Depression is a common and serious comorbidity linked to Metabolic Syndrome, T2D, and insulin resistance [14]. GLP-1RAs, a potent class of medications for treating T2D and obesity, promote weight loss, enhance insulin sensitivity through direct and indirect mechanisms, and provide neuroprotective effects in the central nervous system [4]. In this Special Issue, Yang et al. [15] conducted a study to explore whether the GLP-1RA exendin-4 could reduce depression-like behaviors in db/db mice with diabetes. The activation of GLP-1 receptors by exendin-4 decreased microglial inflammation by improving mitochondrial function and reducing the production of reactive oxygen species and oxidative stress. The authors concluded that GLP-1RAs may represent a promising therapy for depression related to T2D.

Inflammasomes, particularly NLRP3, appear to play a significant role in mediating inflammation in individuals with T2D, especially those with chronic complications such as heart failure, chronic kidney disease, and cognitive impairment, increasing their progression rates [16]. SGLT-2is enhance urinary glucose excretion and natriuresis, improve hyperglycemia, reduce glucotoxicity and oxidative stress, promote weight loss, alleviate inflammation, and increase insulin sensitivity through indirect mechanisms; these agents are widely utilized in the treatment of T2D [5]. In a review article, Kounatidis et al. [17] presented evidence showing that SGLT-2is can reduce the activation of the NLRP3 inflammasome in the kidney, heart, and neurons, thereby diminishing inflammation and progression rates.

Diabetic peripheral neuropathy (DPN) is a chronic microvascular complication of diabetes primarily linked to hyperglycemia, but it is also associated with insulin resistance [18]. The role of hypertension, which is also related to insulin resistance, in the pathogenesis of DPN remains unclear. In an original article, Ntavidi et al. [19] examined the relationship between DPN and hypertension in adults with diabetes. The findings did not support a correlation between hypertension and DPN. However, in contrast to participants with a normal dipping status (a typical 10–20% decrease in blood pressure during sleep compared to daytime measurements), non-dippers (those who do not exhibit the usual nighttime drop in blood pressure, which remains elevated throughout the 24 h) faced a four-fold higher risk of developing medium-to-severe DPN.

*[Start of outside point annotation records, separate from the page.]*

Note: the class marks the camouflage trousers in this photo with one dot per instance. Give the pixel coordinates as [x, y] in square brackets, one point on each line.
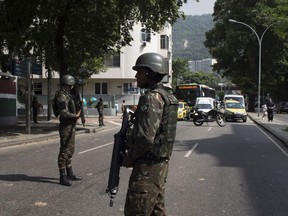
[67, 145]
[146, 191]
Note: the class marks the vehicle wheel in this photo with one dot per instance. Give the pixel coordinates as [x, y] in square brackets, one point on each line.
[197, 123]
[220, 119]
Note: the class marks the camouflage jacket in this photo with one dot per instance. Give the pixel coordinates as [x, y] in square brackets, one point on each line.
[155, 123]
[67, 108]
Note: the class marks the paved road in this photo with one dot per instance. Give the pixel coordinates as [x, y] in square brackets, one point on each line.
[236, 170]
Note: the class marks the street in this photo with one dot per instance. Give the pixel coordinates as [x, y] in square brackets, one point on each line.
[214, 171]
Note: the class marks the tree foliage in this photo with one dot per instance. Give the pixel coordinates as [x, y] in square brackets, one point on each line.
[73, 34]
[235, 46]
[189, 36]
[182, 75]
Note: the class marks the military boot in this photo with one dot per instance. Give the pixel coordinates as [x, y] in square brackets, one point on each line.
[63, 178]
[71, 176]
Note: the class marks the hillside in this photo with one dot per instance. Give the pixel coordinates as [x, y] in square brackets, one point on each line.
[188, 37]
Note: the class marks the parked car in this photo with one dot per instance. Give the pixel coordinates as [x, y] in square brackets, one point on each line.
[282, 107]
[235, 110]
[183, 111]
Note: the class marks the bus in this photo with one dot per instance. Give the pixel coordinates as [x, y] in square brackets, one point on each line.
[189, 92]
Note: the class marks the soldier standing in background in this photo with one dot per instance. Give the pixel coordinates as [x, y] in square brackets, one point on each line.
[35, 108]
[68, 118]
[152, 139]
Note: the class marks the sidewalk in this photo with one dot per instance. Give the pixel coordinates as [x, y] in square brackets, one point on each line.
[278, 128]
[45, 130]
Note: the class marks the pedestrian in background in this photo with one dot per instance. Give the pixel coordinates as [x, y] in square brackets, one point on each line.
[270, 109]
[35, 108]
[100, 109]
[68, 119]
[264, 109]
[123, 107]
[152, 139]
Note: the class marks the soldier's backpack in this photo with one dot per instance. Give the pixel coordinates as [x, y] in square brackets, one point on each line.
[55, 107]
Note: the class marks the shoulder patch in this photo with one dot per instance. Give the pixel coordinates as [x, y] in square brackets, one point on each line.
[144, 108]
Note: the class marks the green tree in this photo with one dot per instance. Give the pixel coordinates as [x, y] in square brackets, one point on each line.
[236, 47]
[73, 34]
[182, 74]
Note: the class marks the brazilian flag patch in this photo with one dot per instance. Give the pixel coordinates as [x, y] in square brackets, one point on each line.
[144, 108]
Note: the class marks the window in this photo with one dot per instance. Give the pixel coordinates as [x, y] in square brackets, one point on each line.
[114, 61]
[37, 88]
[164, 42]
[130, 88]
[101, 88]
[145, 35]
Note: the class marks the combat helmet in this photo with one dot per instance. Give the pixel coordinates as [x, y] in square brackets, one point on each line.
[154, 61]
[67, 80]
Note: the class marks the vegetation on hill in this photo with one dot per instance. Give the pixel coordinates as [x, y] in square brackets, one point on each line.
[188, 37]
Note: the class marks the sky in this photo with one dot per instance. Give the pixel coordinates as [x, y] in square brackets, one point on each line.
[198, 8]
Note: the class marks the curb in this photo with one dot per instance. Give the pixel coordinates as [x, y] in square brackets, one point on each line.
[281, 138]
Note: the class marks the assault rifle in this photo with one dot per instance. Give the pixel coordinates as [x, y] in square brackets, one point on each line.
[116, 160]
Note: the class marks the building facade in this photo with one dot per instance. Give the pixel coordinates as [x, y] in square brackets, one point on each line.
[204, 65]
[118, 82]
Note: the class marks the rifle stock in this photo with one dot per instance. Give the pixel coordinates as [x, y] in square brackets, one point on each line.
[116, 160]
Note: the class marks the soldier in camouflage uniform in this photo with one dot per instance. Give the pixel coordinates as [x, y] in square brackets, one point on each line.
[152, 139]
[68, 118]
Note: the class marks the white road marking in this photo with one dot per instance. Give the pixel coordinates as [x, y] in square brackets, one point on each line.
[88, 150]
[191, 150]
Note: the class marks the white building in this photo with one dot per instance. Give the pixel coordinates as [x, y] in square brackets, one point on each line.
[118, 82]
[204, 65]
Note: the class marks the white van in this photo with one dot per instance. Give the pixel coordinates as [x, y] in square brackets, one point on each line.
[239, 98]
[204, 104]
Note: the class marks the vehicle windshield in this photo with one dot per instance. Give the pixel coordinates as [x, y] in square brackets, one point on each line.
[204, 106]
[234, 105]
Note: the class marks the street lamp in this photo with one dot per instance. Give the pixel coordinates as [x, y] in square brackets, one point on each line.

Diabetic nephropathy (DN) is the leading cause of chronic kidney disease. Optimizing nutrition may be a significant and modifiable factor that could prevent or delay the onset of DN [20]. In a cross-sectional analysis, Lin et al. [21] recruited patients with DN (urinary albumin–creatinine ratio > 30 mg/g) to investigate their dietary intake compared to participants with diabetes who did not have DN. The results indicated that a diet rich in high-fat fish, shellfish, and soybean products, along with a lower Σn-6/Σn-3 PUFAs (polyunsaturated fatty acids) ratio, can reduce the risk of DN.

Gestational diabetes (GD) develops after the first trimester of pregnancy, with insulin resistance in insulin-responsive tissues being the primary pathophysiological mechanism. Weight gain during pregnancy signifies maternal fat accumulation, a vital aspect of fetal growth and healthy pregnancy progression [22]. Tranidou et al. [23] recruited 5948 pregnant women, of whom 5.5% developed GD. The risk of developing GD was positively associated with weight gain during pregnancy. This association was stronger in individuals who were already obese at the beginning of pregnancy and in those who became pregnant at an older age.

This Special Issue has gathered information on several topics related to insulin resistance and the treatment and complications of T2D. Due to the rapid advancements in understanding insulin action, challenges in treating T2D and preventing chronic complications are expected to be resolved.